Le monde subit un nouveau choc pétrolier «rampant», les prix du brut ayant atteint des records annuels en 2011 et allant se maintenir à des niveaux très élevés en 2012, selon le bilan annuel de l'Institut français du pétrole et des énergies nouvelles.

«Le monde a été confronté en 2011 à un véritable choc pétrolier rampant, et en 2012 le marché devrait rester tendu», a estimé mardi au cours d'une conférence de presse Olivier Appert, président de l'IFP Energies nouvelles.

Il a souligné qu'à 111 dollars US le baril en moyenne l'an dernier, le prix du Brent était supérieur de 30 dollars à la moyenne annuelle de 2008, lorsque le brut avait culminé en cours d'année à plus de 147 dollars. De plus, il a dépassé en monnaie constante le record annuel historique atteint en 1980, lors du deuxième choc pétrolier, qui était de 98 dollars le baril.

Cette envolée est liée selon M. Appert à un double effet : les pressions sur la demande se sont poursuivies malgré les difficultés économiques, et se sont conjuguées aux effets des tensions géopolitiques liées au printemps arabe.

Pour 2012, l'ex-IFP, organisme public de recherche sur l'énergie, voit deux tendances contradictoires à l'oeuvre, qui risquent de se contrebalancer et de maintenir du coup les cours à des niveaux très élevés.

D'un côté, l'affaiblissement de la croissance dans l'OCDE devrait peser en faveur de corrections baissières, mais de l'autre, les incertitudes géopolitiques (et notamment l'embargo européen sur le pétrole iranien) vont tirer les cours à la hausse.

L'IFP Energies nouvelles table donc dans son scénario central sur un prix du baril qui devrait osciller entre 100 et 120 dollars.

Il a par ailleurs établi deux scénarios alternatifs: l'un verrait le brut grimper à plus de 120 dollars en cas de fortes tensions au Moyen-Orient, et l'autre le verrait au contraire redescendre entre 80 et 100 dollars, si la croissance mondiale était fortement affectée par la crise qui secoue les pays occidentaux.

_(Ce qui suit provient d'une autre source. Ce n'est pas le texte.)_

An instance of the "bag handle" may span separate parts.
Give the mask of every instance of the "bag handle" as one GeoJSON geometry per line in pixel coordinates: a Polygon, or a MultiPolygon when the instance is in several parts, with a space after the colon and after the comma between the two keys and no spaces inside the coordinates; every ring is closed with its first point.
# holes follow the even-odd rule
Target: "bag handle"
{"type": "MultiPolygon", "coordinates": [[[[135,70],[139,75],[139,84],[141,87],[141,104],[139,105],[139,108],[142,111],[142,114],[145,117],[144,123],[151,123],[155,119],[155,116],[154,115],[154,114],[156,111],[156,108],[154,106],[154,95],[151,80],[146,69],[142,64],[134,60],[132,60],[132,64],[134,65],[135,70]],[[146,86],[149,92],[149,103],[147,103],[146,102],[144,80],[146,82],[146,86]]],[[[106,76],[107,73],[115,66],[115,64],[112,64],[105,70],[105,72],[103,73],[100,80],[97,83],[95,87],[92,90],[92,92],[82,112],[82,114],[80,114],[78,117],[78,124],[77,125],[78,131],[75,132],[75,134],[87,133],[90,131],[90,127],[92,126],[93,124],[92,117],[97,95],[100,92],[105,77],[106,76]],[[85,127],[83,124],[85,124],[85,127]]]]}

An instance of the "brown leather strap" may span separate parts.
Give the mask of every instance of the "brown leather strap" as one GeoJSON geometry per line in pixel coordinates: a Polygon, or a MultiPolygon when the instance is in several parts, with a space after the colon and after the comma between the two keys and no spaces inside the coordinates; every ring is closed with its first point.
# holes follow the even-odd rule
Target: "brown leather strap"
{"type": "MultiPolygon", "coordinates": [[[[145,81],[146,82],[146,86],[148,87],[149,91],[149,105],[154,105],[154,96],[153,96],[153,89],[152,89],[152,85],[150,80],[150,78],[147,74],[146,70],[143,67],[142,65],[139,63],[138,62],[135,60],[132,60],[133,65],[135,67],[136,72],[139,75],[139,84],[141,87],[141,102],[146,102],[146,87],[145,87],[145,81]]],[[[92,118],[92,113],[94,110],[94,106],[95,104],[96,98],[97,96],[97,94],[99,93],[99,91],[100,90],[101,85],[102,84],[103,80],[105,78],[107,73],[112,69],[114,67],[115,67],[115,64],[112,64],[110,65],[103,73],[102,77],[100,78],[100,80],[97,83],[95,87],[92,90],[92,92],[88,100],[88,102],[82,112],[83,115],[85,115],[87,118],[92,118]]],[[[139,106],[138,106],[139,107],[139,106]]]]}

Concernant l'embargo européen sur l'Iran, M. Appert estime que ses effets sur le marché pétrolier seront en partie compensés par une augmentation de la production d'autres pays, notamment l'Arabie Saoudite. Mais cela réduira fortement les capacités de production non utilisées, ce qui risque d'avoir des «effets psychologiques» sur le marché.

Quant à la menace agitée par Téhéran d'un blocage du détroit d'Ormuz, par où transite une large part des exportations mondiales de pétrole, il a rappelé un précédent intervenu lors de la guerre Iran-Irak à la fin des années 1980.

Les pays occidentaux avaient dû protéger militairement des navires pétroliers circulant dans la zone. Cela n'avait eu pratiquement pas d'impact sur les cours, «mais le marché n'était pas tendu» à cette époque, a-t-il rappelé.

Concernant le marché gazier, l'institut a souligné que 2011 avait confirmé la déconnexion entre les principaux marchés.

Les prix des contrats d'approvisionnement à long terme en Europe ont grimpé de 37%, dans le sillage des prix du pétrole, et les cours ont été soutenus en Asie par la catastrophe nucléaire de Fukushima, qui a forcé brutalement le Japon à augmenter ses importations de gaz naturel pour compenser l'arrêt de la plupart de ses réacteurs.

À l'inverse, les prix ont poursuivi leur dégringolade aux États-Unis, à cause du développement spectaculaire de l'exploitation des gaz de schiste, le pays étant même désormais en passe de devenir exportateur net de gaz naturel.